Speaking from experience. 5.56 is a poor caliber outside of 100 meters. Not a well discussed fact but still a FACT. After 100m 5.56 standard issue can no longer perform its key characteristics.
Let me explain in short notes from experience what happens to 5.56 standard issue ammunition once the target is beyond 100m. Every point below applies to
Beyond 100m.
2 key topics - Stability and Velocity.
- 5.56 over-stabilizes when it hits soft tissue / and under-stabilizes when it hits hard surface. This means when it hits flesh, it stabilizes itself even more, no tumble or yaw. When it hits things like walls, it tumbles/yaws. What good is a round that no longer flies point first when it hits soft vehicles/doors/walls/body armor etc. Compare this issue to Russian 5.45 (which is far superior when it comes to combat application). The Russian 5.45 under-stabilizes when it hits soft tissue, and over stabilizes when it hits hard surface. So if Russian 5.45 hits flesh it tumbles/yaws causing severe trauma often requiring field hospital treatment/death. When it hits walls, doors, body armor, it over stabilizes and stays flying straight wit its tip pointed forward - increasing penetration capability.

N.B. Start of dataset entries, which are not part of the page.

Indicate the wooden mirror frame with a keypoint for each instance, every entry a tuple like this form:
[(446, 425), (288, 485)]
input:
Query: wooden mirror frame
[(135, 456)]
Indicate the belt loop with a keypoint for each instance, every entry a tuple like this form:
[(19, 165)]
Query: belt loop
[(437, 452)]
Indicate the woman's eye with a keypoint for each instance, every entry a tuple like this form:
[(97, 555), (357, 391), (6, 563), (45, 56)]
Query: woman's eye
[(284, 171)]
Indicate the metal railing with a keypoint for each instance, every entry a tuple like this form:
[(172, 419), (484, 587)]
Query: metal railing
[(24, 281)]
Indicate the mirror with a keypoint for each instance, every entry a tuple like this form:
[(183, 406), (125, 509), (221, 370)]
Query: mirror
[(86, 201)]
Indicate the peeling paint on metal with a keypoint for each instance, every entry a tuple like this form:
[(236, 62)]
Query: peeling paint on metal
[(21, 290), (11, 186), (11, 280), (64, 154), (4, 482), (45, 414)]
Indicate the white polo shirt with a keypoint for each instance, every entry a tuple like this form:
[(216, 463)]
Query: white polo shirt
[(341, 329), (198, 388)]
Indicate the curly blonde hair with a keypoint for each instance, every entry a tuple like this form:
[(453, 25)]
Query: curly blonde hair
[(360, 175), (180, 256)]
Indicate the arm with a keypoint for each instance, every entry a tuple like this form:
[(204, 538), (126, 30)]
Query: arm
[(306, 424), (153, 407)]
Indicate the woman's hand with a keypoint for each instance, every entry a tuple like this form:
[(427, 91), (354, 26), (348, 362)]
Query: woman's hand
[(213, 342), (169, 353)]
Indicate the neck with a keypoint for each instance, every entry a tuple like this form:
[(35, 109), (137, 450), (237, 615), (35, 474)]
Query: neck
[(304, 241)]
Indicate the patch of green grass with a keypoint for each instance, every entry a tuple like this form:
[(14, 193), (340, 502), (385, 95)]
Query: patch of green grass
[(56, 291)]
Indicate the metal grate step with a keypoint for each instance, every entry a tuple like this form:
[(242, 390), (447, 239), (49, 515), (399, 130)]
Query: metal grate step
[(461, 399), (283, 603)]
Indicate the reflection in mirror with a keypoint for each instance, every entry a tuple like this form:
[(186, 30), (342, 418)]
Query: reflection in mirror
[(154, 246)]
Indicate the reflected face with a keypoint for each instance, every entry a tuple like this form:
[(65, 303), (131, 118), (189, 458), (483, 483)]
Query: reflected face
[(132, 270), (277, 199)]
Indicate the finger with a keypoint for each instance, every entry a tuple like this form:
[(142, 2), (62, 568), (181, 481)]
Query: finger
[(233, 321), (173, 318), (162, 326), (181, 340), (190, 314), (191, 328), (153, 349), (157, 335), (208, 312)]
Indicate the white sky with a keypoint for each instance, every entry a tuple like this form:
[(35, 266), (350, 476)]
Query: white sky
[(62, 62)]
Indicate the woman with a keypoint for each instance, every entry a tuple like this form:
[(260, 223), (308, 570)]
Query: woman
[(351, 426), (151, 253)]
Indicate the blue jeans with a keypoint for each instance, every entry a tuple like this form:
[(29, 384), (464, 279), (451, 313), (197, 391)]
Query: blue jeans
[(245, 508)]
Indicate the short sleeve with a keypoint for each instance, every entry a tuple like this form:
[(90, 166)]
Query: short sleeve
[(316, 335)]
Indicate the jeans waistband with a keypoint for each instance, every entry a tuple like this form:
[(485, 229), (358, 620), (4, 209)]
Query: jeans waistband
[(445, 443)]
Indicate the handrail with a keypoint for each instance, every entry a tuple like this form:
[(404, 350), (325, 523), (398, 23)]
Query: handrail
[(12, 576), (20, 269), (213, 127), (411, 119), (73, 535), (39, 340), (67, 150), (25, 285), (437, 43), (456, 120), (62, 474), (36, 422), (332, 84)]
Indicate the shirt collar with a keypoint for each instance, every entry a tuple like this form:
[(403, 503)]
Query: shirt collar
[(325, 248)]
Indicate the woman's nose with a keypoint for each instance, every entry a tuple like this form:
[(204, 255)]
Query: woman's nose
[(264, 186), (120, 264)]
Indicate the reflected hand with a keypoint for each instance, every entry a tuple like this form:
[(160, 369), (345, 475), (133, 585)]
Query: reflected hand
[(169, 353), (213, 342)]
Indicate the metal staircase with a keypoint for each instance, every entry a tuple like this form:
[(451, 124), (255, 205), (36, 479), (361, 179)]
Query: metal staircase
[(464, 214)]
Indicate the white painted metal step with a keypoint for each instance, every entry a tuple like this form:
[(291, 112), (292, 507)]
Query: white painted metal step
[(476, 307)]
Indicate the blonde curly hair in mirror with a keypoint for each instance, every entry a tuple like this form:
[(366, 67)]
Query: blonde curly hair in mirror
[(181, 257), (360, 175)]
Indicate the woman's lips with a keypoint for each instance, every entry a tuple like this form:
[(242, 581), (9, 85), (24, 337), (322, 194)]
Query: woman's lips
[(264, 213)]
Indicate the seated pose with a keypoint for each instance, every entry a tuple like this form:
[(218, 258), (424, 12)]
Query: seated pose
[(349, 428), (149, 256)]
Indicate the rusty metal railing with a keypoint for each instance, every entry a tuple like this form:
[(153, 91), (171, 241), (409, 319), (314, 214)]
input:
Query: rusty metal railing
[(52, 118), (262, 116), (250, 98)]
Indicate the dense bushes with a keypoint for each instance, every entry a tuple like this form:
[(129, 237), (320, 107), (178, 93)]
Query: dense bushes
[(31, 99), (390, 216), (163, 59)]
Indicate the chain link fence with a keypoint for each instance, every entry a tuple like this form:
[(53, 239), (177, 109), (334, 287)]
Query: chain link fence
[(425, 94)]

Which round would you prefer to shoot at someone in a house or wearing armor with ?
- Now before someone brings up the 5.56 rounds key advantage, fragmentation on impact on soft tissue. Let me inform you, this no longer occurs beyond 100m. After a 100m the velocity is lost to force the round to strip its jacket on impact with soft tissue. So the round punches a tiny clean hole in soft tissue. This is why you hear stories of taliban etc getting up and fighting after getting hit. Its because the 5.56 has lost the velocity to fragment inside the flesh and has gone straight through them causing minor injury that stitches can fix (as long as organs weren't hit etc)
The above are the direct findings of testing completed in 4th Army in 2009/2010 on all calibers in use in TR military and also some extra calibers that are encountered in the calibers.
The only reason our military uses 5.56 in some applications where as others have pointed out here 7.62 is not a good choice, is because of logistics and logistics alone. That is all.
If it were logistically feasible to change to something that provided the same advantages as a light round like the 5.56 when it comes to ergonomics and ease of use/carraige. It would be adopted. We simply dont have any other option.